I don’t like spraying, especially fungicides, especially captan or sulfur fungicides, in the heat. If you can get a good coverage on in the next couple of days in the cooler parts of day, that would be helpful. Tissue is expanding rapidly now, so contact material that redistribute with rain would be useful tools to keep some coverage on. That would be captan or maybe sulfur (if organic), which may be a little too close to an oil (within 7-10 days) application to use. Next preference would be mancozeb, which tends to stick to plant tissues a little better. I would consider adding one of the more advanced single-site products in this spray to help with rust and powdery mildew as well- consider a strobilurin, SDHI, or DMI material, tank mixed with that contact material I just referenced. None of those are available to use in organic systems, so sulfur it is.
The plant growth regulator prohexadione-calcium (Apogee, Kudos) helps to reduce tree vigor at full rate, but even at ½ rate applied pre-bloom can help to thicken plant cell walls, which reduces susceptibility of growing shoots to fire blight. It would not be a bad idea to include this in the fungicide spray.
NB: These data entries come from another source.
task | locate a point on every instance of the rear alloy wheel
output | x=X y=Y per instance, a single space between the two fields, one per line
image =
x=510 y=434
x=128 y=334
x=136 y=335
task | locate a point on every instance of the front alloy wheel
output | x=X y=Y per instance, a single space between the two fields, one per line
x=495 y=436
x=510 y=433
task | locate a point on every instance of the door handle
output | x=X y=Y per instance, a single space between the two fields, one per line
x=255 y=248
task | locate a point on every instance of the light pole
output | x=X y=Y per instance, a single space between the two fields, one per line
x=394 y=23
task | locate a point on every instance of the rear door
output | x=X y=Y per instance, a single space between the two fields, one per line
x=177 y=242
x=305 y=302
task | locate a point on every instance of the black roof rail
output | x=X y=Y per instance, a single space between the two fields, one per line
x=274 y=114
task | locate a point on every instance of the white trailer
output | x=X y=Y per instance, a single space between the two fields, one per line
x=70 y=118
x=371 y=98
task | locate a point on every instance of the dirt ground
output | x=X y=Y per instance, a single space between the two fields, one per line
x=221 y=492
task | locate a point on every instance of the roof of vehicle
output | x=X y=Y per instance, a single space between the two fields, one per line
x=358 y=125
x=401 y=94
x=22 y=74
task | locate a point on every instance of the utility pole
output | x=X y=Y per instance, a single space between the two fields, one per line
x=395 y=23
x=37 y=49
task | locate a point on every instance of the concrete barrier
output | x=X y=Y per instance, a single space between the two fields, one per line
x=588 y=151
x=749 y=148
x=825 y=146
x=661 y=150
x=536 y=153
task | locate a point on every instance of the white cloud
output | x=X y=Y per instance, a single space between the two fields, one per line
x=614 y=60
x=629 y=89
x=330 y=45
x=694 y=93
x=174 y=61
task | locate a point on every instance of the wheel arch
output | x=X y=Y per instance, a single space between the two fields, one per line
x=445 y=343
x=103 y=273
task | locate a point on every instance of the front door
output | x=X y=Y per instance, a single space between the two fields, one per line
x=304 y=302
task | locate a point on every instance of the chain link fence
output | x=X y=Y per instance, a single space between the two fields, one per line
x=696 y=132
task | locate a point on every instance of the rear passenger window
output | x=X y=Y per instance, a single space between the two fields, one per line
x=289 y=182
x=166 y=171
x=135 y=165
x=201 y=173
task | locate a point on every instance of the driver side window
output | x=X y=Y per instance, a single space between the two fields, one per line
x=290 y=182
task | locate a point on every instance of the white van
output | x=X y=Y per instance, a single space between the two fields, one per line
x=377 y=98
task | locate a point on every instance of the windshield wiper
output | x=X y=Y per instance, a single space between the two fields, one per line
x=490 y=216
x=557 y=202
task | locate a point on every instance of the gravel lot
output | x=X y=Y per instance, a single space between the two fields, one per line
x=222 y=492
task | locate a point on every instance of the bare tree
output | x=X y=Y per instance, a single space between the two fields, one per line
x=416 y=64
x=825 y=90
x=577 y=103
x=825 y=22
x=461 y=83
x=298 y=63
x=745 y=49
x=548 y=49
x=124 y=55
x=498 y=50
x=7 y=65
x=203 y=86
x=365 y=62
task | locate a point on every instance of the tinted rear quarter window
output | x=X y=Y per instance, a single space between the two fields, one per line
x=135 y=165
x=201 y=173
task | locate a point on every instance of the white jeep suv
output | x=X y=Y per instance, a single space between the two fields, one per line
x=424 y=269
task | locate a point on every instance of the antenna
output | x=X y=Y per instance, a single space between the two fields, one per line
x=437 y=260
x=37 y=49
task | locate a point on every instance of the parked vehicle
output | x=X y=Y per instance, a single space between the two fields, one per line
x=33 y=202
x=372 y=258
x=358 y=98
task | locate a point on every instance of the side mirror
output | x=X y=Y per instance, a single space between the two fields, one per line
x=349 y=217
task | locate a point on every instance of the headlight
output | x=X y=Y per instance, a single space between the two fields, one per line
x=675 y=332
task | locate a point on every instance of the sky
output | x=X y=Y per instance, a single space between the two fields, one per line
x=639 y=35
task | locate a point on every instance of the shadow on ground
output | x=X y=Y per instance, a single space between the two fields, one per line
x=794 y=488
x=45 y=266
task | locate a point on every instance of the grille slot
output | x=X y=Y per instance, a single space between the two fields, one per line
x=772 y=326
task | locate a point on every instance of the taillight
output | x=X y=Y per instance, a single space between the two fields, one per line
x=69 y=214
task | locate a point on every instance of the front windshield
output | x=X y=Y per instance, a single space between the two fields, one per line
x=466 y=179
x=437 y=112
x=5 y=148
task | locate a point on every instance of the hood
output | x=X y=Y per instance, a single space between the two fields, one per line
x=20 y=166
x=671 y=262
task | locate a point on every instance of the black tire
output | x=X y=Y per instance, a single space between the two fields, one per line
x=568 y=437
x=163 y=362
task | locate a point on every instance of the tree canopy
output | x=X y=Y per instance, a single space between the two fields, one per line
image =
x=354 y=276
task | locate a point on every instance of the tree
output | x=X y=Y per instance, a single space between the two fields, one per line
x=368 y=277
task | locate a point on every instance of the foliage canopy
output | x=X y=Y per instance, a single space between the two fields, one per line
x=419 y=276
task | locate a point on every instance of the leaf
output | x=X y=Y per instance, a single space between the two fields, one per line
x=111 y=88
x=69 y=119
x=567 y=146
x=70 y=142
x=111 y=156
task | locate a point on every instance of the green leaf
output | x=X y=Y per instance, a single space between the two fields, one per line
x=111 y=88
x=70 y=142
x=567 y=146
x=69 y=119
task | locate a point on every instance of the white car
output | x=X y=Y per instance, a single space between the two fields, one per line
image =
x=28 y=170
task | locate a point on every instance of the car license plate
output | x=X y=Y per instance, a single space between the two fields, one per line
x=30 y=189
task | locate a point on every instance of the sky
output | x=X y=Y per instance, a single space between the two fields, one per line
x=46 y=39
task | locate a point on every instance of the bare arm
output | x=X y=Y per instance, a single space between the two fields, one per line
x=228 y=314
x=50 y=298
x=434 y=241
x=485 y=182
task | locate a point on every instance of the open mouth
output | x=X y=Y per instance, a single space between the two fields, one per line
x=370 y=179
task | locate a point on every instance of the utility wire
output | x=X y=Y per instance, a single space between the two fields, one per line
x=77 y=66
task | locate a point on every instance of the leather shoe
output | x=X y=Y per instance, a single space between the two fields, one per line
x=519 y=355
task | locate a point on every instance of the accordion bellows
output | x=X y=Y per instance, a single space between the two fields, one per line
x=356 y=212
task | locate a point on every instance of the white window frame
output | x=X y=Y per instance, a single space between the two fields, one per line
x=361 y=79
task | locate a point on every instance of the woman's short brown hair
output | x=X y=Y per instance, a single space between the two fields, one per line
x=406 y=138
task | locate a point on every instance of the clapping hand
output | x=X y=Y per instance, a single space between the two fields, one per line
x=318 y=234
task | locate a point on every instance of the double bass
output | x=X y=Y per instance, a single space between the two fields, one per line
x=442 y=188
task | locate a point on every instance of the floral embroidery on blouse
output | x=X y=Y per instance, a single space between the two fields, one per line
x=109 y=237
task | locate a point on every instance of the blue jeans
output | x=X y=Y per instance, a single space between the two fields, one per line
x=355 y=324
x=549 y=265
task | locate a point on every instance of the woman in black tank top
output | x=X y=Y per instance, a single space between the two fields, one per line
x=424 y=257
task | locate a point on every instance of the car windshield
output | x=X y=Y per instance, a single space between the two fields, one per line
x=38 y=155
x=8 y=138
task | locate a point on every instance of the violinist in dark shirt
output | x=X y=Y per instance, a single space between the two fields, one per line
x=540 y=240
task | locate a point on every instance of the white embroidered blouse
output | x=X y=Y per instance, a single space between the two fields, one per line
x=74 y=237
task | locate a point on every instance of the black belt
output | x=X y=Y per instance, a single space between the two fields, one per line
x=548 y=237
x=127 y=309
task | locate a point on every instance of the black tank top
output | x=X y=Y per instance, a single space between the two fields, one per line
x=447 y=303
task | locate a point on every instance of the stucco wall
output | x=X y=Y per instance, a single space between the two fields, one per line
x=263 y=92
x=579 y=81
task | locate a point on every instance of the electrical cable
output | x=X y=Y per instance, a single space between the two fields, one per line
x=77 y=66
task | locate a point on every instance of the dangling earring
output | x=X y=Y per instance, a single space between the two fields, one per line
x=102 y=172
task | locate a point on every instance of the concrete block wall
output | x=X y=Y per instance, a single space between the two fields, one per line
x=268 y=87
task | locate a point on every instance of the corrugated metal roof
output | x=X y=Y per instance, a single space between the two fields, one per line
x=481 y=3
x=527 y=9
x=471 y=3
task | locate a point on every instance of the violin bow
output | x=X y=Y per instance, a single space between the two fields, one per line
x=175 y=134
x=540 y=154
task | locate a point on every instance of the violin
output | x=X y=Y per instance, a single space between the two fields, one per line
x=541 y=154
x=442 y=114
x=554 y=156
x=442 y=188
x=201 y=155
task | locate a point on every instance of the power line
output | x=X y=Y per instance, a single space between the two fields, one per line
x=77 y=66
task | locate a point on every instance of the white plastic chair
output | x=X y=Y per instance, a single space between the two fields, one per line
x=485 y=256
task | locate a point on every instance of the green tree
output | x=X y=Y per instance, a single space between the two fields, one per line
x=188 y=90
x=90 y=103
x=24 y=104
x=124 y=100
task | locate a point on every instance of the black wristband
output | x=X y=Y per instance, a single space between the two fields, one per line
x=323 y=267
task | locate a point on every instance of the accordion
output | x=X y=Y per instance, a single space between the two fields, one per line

Fire blight protection needs to be applied to open blossoms 24 hours before or after a wetting event. Assume that you are in a full red alert infection potential after Friday, so any open blossom should be treated within a day of wetting. That means being ready likely Saturday or Sunday to apply first streptomycin (only choice I recommend if not organic) spray, if organic, I would consider alternating a ‘sanitizer’ like low-rate copper (Cueva, Badge, etc.) if growing for cider or russeted fruit are not a concern, oxidate, or low-rate (0.5%) lime sulfur followed up within a day with a biological like Blossom Protect, Serenade, or Double Nickel. Strep sprays should contain Regulaid or another wetting agent- that may exacerbate heat-related phytotoxicity from captan.
All of this is dependent on when your blossoms open vs when the rain comes. Some growers may want to put everything- fungicide(s), bactericide, wetting agent, PGR, into one tank. That’s doable but can be risky, especially in regards to phytotoxicity. Then again, that may be the best tactic at this point. Notice I did not mention insecticides nor foliar nutrients in these sprays. I don’t recommend either. For most retail-oriented growers, a little tarnished plant bug won’t affect you fruit value. For the few wholesale growers, you know if TPB has been a problem and have already been ready with a pink spray regardless of what I say. Given the state of pollinators and that the blossoms are right around the corner, I’d steer clear of insecticides unless you know you need one, and even then, do notapply if anything so much as a dandelion is blooming.
Start thinking about your thinning needs soon, but it’s too late for me to make any suggestion there, yet.